Neil Horman nhorman at tuxdriver.com
Tue Jan 9 19:50:37 CET 2018


On Mon, Jan 08, 2018 at 04:15:47PM +0100, Thomas Monjalon wrote:
> Hi,
> 
> 08/01/2018 14:08, Finn Christensen:
> > Hi Thomas,
> > 
> > Thanks for bringing this discussion up again.
> > 
> > The Napatech PMD is build on top of our proprietary driver. The reason is basically that we utilize many years of driver development and thus reuses the FPGA controlling code in the DPDK PMD. The Napatech driver suite is still closed source.
> > The current NTNIC PMD dynamically links a Napatech proprietary NTAPI library to control the FPGA on our NICs.
> > 
> > We did think of the PMD as being our responsibility to keep updated towards the Napatech NIC communication, and that we would be engaged and asked to modify accordingly if changes in DPDK required that (maintainer). Furthermore, the PMD compiles with no issues, when NTNIC is enabled.
> > We have plans to write a stand-alone PMD, but this is not a small task to do, therefore we haven't got to that yet.
> 
> This standalone PMD would be open and BSD licensed?
> 
> > If the DPDK community would accept the dynamic linking to a proprietary library, from inside our PMD, then it would be great.
> 
> Dynamic linking is OK.
> I think we can accept such PMD at the condition that we can build it,
> meaning we can easily download the build dependencies for free.
> 
> > Let me know what you think.
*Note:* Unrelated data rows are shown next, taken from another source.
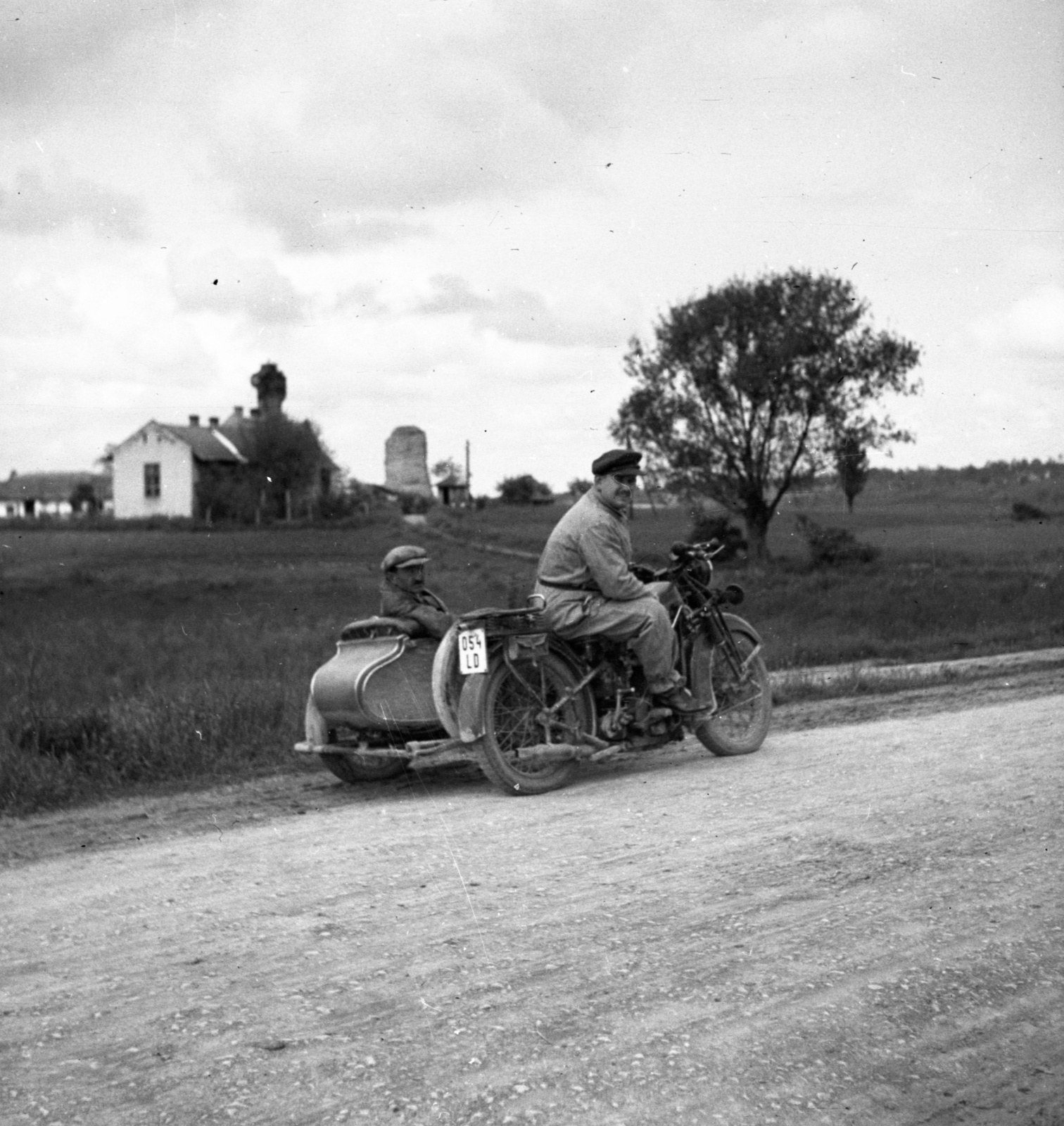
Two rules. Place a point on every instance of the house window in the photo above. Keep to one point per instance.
(152, 479)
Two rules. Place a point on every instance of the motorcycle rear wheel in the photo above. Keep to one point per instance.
(745, 709)
(515, 696)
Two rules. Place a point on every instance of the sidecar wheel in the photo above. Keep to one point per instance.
(365, 768)
(516, 694)
(745, 709)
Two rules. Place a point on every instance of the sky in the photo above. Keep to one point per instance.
(455, 214)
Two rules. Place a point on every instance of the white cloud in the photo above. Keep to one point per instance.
(523, 315)
(222, 282)
(1034, 326)
(37, 204)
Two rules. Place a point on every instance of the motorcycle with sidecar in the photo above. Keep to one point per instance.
(527, 707)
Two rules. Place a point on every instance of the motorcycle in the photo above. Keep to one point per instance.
(527, 707)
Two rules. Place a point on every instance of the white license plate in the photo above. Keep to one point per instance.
(472, 651)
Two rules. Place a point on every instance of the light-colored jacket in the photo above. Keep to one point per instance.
(589, 551)
(425, 613)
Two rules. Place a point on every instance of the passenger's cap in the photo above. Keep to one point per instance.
(616, 461)
(407, 555)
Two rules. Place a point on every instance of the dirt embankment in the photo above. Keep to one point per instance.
(861, 923)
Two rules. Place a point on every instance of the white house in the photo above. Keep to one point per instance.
(62, 495)
(155, 472)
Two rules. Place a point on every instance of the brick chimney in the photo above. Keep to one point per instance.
(270, 381)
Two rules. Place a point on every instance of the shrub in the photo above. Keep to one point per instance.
(525, 490)
(833, 546)
(1024, 512)
(414, 504)
(718, 526)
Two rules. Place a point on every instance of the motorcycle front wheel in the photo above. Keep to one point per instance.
(743, 707)
(517, 695)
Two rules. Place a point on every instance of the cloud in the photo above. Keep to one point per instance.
(1032, 327)
(37, 205)
(56, 52)
(34, 305)
(221, 282)
(379, 114)
(521, 315)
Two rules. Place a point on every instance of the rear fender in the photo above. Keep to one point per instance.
(471, 707)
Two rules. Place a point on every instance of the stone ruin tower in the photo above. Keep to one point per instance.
(407, 462)
(272, 386)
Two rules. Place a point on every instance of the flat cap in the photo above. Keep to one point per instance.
(405, 555)
(617, 461)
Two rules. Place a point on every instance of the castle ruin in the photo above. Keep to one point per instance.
(407, 462)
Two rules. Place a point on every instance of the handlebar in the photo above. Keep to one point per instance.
(707, 551)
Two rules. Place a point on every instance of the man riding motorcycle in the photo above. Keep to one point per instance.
(587, 583)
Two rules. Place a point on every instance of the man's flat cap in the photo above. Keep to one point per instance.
(407, 555)
(617, 461)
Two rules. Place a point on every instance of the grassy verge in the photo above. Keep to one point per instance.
(133, 659)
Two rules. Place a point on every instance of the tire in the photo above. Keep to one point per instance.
(512, 703)
(364, 768)
(733, 729)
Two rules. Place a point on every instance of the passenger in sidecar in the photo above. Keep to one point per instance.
(403, 594)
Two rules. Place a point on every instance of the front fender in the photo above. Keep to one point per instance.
(741, 625)
(471, 707)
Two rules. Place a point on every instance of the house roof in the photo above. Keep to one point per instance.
(52, 487)
(208, 444)
(240, 431)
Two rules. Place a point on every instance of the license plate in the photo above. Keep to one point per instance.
(472, 651)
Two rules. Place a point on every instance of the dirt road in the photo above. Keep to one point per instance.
(861, 923)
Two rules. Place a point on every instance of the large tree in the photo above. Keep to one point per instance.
(748, 390)
(851, 463)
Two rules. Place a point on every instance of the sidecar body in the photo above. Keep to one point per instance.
(388, 700)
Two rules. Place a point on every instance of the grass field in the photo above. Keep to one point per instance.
(148, 658)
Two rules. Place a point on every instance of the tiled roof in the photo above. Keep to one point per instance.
(206, 444)
(52, 487)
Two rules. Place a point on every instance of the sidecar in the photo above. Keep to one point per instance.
(386, 700)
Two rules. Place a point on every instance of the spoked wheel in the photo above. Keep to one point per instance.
(346, 767)
(516, 700)
(745, 705)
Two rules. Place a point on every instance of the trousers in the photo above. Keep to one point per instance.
(645, 623)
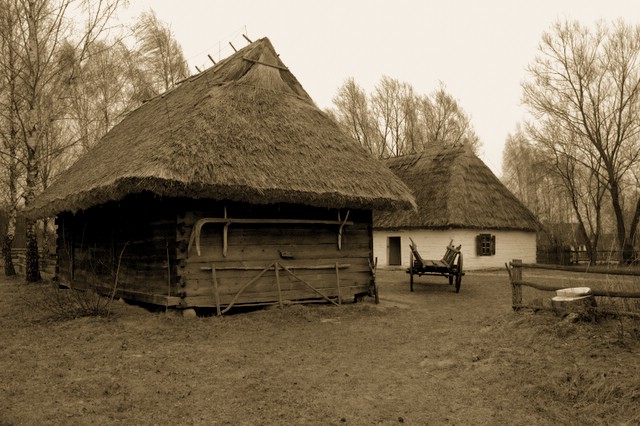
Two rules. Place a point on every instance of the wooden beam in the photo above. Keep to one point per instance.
(197, 227)
(216, 295)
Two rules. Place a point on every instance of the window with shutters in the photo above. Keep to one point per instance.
(486, 244)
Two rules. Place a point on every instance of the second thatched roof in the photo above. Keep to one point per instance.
(454, 189)
(244, 130)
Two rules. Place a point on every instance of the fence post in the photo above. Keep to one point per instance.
(516, 288)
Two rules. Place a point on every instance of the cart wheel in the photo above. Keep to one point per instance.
(459, 275)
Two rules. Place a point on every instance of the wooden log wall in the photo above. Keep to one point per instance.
(272, 262)
(134, 238)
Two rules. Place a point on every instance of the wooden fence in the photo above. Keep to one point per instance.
(515, 270)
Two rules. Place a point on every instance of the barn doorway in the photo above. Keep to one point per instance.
(395, 254)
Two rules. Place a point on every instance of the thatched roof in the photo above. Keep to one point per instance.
(243, 130)
(454, 189)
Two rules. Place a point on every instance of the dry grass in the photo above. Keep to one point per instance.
(428, 357)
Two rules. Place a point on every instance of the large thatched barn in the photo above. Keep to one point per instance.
(233, 188)
(459, 199)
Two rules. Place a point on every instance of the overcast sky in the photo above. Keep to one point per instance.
(478, 49)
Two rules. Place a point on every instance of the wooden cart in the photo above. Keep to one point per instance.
(449, 266)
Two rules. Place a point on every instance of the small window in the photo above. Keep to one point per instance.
(395, 255)
(486, 244)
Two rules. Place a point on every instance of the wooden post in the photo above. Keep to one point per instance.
(516, 288)
(411, 270)
(338, 283)
(214, 278)
(277, 269)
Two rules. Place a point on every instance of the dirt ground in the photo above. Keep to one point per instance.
(428, 357)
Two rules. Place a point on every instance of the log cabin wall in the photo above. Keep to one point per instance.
(271, 254)
(135, 238)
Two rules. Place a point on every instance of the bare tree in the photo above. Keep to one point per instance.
(586, 82)
(354, 115)
(161, 54)
(444, 121)
(394, 121)
(41, 28)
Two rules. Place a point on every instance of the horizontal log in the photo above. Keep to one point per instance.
(595, 292)
(598, 269)
(269, 298)
(153, 298)
(258, 268)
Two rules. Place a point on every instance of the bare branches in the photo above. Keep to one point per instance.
(584, 92)
(395, 121)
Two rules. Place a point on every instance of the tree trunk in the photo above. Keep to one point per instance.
(9, 269)
(32, 267)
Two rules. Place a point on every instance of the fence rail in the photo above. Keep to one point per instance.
(562, 256)
(515, 269)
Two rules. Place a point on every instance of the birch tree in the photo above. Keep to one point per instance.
(586, 82)
(41, 28)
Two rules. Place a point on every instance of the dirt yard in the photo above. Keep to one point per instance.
(428, 357)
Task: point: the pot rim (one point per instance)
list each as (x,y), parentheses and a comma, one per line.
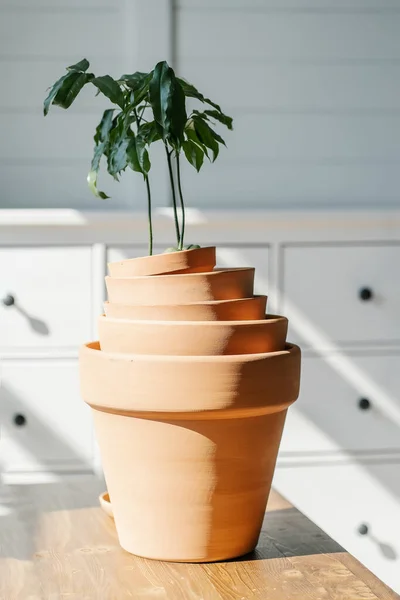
(199,303)
(91,347)
(269,319)
(168,276)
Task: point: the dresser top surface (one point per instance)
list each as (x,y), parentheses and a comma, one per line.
(57,543)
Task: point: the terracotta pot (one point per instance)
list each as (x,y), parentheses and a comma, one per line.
(187,338)
(241,309)
(221,284)
(189,393)
(186,261)
(189,454)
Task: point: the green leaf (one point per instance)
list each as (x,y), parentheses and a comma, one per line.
(224,119)
(92,183)
(193,153)
(53,92)
(81,66)
(71,88)
(149,132)
(217,137)
(103,128)
(191,134)
(135,80)
(117,158)
(101,139)
(110,88)
(167,99)
(133,159)
(138,156)
(205,135)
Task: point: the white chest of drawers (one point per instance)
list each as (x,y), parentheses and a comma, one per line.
(336,275)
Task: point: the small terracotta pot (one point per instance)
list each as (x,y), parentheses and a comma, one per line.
(189,454)
(221,284)
(186,261)
(189,395)
(186,338)
(242,309)
(105,504)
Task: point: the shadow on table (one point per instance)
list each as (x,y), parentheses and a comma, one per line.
(287,532)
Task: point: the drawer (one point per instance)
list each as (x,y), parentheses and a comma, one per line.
(227,256)
(52,291)
(342,405)
(44,423)
(343,294)
(341,499)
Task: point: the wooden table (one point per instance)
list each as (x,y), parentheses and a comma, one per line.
(57,544)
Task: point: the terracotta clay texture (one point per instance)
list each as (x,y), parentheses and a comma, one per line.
(221,284)
(187,261)
(192,337)
(241,309)
(189,385)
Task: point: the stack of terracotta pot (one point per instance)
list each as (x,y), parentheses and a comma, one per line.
(189,384)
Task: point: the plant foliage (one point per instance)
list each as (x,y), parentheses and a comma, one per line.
(147,108)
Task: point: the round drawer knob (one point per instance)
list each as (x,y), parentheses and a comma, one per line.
(363,529)
(19,420)
(364,404)
(8,300)
(365,294)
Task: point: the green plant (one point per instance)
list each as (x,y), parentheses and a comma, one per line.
(148,108)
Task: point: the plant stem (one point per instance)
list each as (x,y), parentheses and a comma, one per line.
(149,215)
(178,174)
(171,178)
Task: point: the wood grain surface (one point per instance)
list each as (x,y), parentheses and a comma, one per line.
(56,543)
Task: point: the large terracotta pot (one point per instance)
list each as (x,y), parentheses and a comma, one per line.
(188,412)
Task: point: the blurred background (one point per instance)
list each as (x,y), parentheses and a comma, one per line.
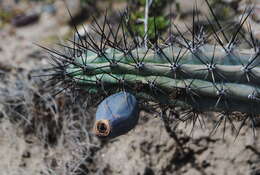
(35,140)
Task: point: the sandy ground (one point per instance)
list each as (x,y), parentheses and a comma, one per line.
(146,150)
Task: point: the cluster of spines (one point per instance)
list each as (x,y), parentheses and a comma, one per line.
(188,73)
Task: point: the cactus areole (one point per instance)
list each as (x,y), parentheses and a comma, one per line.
(116,115)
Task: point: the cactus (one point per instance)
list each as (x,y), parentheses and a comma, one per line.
(195,74)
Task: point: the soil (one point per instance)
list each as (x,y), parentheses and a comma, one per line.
(146,150)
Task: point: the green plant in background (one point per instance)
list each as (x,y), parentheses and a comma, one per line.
(193,75)
(156,17)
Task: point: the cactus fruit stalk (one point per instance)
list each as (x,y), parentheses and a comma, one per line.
(192,74)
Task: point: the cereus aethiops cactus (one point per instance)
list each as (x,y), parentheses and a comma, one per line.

Or maybe you have ideas to what else we could do to make it upstream.
> 
> My thinking is to allow every hardware to have a good DPDK support.
> Every step in this direction is a progress.
> 

I have to ask the question:  Why not open source your FPGA code?  That would
make all of this a non issue.

While I knows it to various degrees been done in the past, I really don't like
the idea of including drivers (even open source drivers), if they have
dependencies on closed source software.  It means that we as a community assume
some level of responsibility for that pmd, but have no ability to make fixes to
that pmd without accepting your license terms.  I understand that you are saying
you currently have responsibility for it as the license owner, but if that
chages in the future, the PMD has no use to the community.  It would be
preferable if access to controlling the hardware was just free of a proprietary
license.  Then you wouldn't have to write a stand alone pmd.